A Keras implementation of YOLOv3 (Tensorflow backend) on bdd100k dataset.
- Download YOLOv3 weights from YOLO website.
- Convert the Darknet YOLO model to Keras model.
- Run YOLO detection.
wget https://pjreddie.com/media/files/yolov3.weights
python convert.py -w yolov3.cfg yolov3.weights model_data/yolo_weights.h5
python yolo.py OR python yolo_video.py [video_path] [output_path(optional)]

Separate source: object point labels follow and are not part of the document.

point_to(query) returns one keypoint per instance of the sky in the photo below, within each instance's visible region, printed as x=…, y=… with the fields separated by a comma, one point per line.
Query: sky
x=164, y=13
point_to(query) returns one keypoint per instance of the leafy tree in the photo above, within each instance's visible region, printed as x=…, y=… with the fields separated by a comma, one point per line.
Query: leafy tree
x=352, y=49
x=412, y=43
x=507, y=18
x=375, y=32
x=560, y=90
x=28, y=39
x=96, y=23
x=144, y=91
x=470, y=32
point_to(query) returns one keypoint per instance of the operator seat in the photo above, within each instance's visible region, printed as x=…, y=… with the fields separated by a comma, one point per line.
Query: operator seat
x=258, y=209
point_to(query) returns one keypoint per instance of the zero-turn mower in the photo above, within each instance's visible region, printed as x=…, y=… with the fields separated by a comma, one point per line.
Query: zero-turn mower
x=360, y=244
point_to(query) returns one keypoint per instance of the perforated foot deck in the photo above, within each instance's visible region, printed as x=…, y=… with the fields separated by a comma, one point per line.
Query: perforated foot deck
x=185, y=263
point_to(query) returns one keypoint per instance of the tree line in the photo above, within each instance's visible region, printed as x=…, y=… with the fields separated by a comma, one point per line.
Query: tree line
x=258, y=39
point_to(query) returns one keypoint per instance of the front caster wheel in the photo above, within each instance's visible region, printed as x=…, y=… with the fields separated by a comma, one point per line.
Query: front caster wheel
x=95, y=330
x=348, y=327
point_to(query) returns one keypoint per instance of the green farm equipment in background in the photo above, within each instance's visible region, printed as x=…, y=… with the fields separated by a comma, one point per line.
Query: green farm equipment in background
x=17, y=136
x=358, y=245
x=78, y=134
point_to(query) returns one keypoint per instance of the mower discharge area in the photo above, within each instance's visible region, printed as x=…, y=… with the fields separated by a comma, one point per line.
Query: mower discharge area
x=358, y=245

YOLO v3, in total uses 9 anchor boxes. Three for each scale. If training YOLO on a custom dataset, generation of anchors must be done using K-Means clustering. Then, arrange the anchors is descending order of dimensions. Assign the three biggest anchors for the first scale , the next three for the second scale, and the last three for the third.
-
Generate the annotation file using
python bdd100k_annotation.py
and class names file.
One row for one image;
Row format:image_file_path box1 box2 ... boxN
;
Box format:x_min,y_min,x_max,y_max,class_id
(no space).
For example:path/to/img1.jpg 50,100,150,200,0 30,50,200,120,3 path/to/img2.jpg 120,300,250,600,2 ...
-
Make sure you have run
python convert.py -w yolov3.cfg yolov3.weights model_data/yolo_weights.h5
The file model_data/yolo_weights.h5 is used to load pretrained weights. -
Modify train.py and start training.
python train.py
Use your trained weights or checkpoint weights in yolo.py.
Remember to modify class path or anchor path.